Is there any other accurate way of tokenizing which considers not good as 1 word other than considering it as 2 separate words. 除了将其视为2个单独的单词以外,是否还有其他其他不正确的令牌化方法认为不是1个单词。

Now i have to give postive and negative score to the tokenized words and then calculate the total score. 现在,我必须给标记词加上正负分数,然后计算总分数。 Is there any function in sentiwordnet for this. 在sendiwordnet中是否有此功能。 please help. 请帮忙。

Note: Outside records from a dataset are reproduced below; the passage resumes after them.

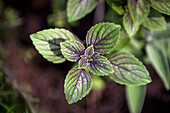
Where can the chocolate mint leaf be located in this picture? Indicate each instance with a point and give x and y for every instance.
(130, 26)
(155, 21)
(77, 9)
(72, 50)
(47, 42)
(100, 65)
(128, 70)
(139, 10)
(103, 37)
(77, 85)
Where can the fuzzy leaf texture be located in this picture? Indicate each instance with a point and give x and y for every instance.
(103, 37)
(116, 6)
(47, 42)
(162, 6)
(100, 65)
(155, 21)
(77, 85)
(128, 70)
(159, 61)
(77, 9)
(72, 50)
(139, 10)
(130, 26)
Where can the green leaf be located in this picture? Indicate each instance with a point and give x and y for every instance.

See First Extract Adverbs and Adjectives from review for example: 例如,请参阅从评论中首先提取副词和形容词:

import nltk
from nltk.tokenize import sent_tokenize, word_tokenize
import csv

para = "What can I say about this place. The staff of the restaurant is nice and the eggplant is not bad. Apart from that, very uninspired food, lack of atmosphere and too expensive. I am a staunch vegetarian and was sorely dissapointed with the veggie options on the menu. Will be the last time I visit, I recommend others to avoid"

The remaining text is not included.